Comme les ressources génétiques et les DSI se trouvent sur le plan local, les villes et municipalités, qui sont le palier de proximité par excellence, seront les maîtres d’œuvre qui devront se conformer à ce qui aura été adopté à la COP16. 


Le Canada, qui s’est montré favorable à l’accès ouvert des DSI et au partage des avantages avec les communautés autochtones, devra veiller à : rendre les données accessibles aux communautés, adapter sa législation et responsabiliser son secteur privé, le tout en fonction du texte final qui émanera de la COP16.


Une COP16 chargée à l’horizon

Considérant que la majeure partie du texte final du WGDSI-2 est entre crochets, les Parties qui seront réunies à Cali en octobre 2024 devront déployer des efforts substantiels pour parvenir à des compromis et aboutir à un texte final qui devra être adopté sans crochets. Le mécanisme, le financement et l’ensemble de leurs modalités respectives devraient donc être connus au terme de la COP16. 

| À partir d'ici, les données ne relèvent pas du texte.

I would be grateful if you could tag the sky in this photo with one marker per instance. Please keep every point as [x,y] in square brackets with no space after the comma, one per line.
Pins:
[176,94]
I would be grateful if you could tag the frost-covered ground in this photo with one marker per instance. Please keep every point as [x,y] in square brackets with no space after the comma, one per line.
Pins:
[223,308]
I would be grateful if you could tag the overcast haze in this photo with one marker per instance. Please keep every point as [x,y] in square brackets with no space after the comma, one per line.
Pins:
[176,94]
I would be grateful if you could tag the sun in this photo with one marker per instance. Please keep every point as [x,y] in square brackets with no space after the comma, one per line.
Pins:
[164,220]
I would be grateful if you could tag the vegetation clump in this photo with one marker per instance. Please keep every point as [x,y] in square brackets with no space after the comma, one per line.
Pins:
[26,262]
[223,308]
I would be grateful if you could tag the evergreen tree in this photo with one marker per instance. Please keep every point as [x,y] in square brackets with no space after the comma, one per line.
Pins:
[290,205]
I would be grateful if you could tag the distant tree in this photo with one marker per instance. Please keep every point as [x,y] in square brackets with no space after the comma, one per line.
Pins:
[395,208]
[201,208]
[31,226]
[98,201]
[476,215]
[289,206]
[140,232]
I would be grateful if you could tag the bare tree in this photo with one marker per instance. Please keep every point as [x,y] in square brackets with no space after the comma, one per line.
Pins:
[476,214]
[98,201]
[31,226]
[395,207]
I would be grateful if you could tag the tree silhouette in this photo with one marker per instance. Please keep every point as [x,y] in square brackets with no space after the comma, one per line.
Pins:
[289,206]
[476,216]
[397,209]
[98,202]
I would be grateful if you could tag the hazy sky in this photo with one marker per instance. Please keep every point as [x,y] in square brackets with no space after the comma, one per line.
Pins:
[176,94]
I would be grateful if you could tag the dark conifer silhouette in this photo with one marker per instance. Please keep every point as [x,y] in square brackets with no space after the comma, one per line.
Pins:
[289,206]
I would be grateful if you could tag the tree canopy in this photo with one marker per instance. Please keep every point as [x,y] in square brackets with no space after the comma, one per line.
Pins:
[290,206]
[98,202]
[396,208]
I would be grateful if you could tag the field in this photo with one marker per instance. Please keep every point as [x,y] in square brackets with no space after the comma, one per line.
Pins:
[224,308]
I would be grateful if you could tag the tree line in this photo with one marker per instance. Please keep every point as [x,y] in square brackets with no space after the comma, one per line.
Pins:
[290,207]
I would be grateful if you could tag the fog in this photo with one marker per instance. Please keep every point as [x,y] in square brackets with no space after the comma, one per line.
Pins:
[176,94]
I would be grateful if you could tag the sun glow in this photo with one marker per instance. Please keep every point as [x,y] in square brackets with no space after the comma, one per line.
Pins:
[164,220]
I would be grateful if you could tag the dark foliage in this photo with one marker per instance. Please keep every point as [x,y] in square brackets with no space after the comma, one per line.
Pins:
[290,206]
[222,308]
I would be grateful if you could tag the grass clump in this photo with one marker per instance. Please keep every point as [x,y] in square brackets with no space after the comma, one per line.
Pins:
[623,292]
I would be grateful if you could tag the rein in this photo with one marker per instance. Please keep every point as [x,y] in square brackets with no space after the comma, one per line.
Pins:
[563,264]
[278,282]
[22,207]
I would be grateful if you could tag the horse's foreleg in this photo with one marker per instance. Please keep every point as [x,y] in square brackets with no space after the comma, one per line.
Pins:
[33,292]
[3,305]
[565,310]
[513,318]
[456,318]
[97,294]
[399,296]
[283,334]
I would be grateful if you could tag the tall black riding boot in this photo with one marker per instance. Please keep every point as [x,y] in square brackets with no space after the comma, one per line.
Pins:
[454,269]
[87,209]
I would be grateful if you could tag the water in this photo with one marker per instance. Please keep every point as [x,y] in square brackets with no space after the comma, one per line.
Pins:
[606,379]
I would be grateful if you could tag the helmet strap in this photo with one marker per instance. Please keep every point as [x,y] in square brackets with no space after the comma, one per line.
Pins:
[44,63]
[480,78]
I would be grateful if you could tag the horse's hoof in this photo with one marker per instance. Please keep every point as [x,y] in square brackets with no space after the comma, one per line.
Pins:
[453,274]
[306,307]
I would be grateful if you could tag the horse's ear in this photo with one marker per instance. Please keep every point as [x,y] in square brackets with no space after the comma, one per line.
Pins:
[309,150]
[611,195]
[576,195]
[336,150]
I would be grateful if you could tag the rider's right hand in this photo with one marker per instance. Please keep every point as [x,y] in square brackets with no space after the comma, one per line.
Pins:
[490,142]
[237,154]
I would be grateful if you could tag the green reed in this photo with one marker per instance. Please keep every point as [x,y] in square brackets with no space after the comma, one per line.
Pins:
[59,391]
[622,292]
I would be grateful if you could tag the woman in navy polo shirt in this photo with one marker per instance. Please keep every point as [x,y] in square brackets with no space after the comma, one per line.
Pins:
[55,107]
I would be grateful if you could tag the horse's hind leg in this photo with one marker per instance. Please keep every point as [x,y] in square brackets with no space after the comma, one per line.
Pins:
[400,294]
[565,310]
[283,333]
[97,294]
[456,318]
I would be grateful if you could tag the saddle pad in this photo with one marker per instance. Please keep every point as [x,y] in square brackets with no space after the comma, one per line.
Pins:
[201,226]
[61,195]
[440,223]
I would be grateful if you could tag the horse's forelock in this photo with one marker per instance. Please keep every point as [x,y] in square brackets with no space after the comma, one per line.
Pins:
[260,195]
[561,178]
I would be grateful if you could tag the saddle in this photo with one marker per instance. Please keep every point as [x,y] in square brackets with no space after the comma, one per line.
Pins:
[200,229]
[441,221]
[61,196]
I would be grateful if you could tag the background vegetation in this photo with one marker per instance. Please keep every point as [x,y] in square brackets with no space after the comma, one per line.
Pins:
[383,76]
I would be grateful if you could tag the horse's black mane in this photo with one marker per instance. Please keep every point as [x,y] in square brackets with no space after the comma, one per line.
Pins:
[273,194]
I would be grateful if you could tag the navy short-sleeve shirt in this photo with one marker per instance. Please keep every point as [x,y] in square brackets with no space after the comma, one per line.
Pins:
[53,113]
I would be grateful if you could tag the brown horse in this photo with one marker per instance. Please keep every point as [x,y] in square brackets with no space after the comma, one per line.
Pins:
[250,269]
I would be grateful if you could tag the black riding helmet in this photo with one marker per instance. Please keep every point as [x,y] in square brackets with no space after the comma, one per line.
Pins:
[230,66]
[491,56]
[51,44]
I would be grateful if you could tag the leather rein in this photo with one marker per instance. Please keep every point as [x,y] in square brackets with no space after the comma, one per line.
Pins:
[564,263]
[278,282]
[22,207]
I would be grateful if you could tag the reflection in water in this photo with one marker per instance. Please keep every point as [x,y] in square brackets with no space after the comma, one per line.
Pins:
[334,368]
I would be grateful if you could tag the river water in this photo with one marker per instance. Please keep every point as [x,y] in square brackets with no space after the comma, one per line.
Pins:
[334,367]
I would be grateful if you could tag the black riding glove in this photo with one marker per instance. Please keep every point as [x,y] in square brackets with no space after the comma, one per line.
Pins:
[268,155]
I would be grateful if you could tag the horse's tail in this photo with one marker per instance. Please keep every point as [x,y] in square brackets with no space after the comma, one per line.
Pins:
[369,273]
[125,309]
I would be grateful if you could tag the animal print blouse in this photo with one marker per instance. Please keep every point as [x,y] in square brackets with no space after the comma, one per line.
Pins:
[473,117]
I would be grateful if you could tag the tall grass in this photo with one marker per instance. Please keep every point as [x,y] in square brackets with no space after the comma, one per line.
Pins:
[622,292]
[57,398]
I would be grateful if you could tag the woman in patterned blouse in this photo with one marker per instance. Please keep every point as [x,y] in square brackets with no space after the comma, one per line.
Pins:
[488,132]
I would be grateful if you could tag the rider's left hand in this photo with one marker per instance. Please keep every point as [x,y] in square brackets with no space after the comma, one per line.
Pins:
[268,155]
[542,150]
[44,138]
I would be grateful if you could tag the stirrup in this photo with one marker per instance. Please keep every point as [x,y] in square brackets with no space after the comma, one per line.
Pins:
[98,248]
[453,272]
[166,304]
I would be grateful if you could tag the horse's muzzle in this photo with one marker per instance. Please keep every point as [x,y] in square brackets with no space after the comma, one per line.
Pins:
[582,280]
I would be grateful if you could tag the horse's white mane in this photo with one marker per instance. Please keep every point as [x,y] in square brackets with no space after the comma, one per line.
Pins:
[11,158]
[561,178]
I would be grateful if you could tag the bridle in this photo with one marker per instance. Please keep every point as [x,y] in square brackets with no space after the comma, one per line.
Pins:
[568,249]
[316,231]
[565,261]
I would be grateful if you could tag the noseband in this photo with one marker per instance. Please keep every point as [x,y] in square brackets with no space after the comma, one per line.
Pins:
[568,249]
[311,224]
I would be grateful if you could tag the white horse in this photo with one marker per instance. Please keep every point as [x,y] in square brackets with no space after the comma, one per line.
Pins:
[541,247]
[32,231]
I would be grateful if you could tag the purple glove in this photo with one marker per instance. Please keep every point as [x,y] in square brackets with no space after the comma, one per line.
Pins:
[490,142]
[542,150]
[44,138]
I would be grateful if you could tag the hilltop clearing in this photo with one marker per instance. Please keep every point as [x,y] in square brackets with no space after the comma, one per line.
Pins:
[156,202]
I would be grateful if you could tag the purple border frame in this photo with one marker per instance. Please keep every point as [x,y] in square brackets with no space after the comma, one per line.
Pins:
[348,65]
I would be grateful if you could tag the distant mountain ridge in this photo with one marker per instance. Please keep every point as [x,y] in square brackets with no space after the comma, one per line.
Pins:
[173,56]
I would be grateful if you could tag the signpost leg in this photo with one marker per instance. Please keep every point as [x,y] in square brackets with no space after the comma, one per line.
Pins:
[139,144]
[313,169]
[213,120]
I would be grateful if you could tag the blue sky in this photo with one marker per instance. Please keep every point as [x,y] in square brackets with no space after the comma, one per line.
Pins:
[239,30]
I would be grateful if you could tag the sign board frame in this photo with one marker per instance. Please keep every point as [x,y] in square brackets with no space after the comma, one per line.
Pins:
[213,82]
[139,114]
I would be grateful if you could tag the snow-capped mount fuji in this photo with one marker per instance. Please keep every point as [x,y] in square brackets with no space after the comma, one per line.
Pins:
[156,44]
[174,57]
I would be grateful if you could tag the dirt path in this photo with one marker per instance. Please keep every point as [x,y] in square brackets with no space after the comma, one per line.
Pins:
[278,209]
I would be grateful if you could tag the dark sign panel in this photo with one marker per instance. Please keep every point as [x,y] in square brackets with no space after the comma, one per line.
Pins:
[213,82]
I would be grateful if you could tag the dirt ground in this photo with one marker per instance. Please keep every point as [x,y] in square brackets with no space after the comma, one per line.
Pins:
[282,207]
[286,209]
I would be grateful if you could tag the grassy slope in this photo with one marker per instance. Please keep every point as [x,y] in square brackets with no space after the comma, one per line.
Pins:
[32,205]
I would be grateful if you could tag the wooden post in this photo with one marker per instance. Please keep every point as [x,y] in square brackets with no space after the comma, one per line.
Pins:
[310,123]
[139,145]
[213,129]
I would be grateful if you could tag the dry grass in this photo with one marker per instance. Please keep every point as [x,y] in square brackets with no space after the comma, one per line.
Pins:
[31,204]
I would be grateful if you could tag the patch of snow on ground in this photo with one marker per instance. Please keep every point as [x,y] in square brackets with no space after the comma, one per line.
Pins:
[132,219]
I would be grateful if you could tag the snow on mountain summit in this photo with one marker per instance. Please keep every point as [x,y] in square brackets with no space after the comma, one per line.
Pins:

Des efforts substantiels pour parvenir à des compromis et aboutir à un texte final qui devra être adopté sans crochets.

Ce processus devra d’ailleurs tenir compte des autres instruments internationaux qui traitent de l’utilisation et du partage des avantages des DSI (comme le Traité international sur les ressources phytogénétiques pour l’alimentation et l’agriculture, ou encore le protocole de Nagoya de la CBD), dans un souci d’être en cohérence avec ceux-ci et éviter de susciter des contradictions.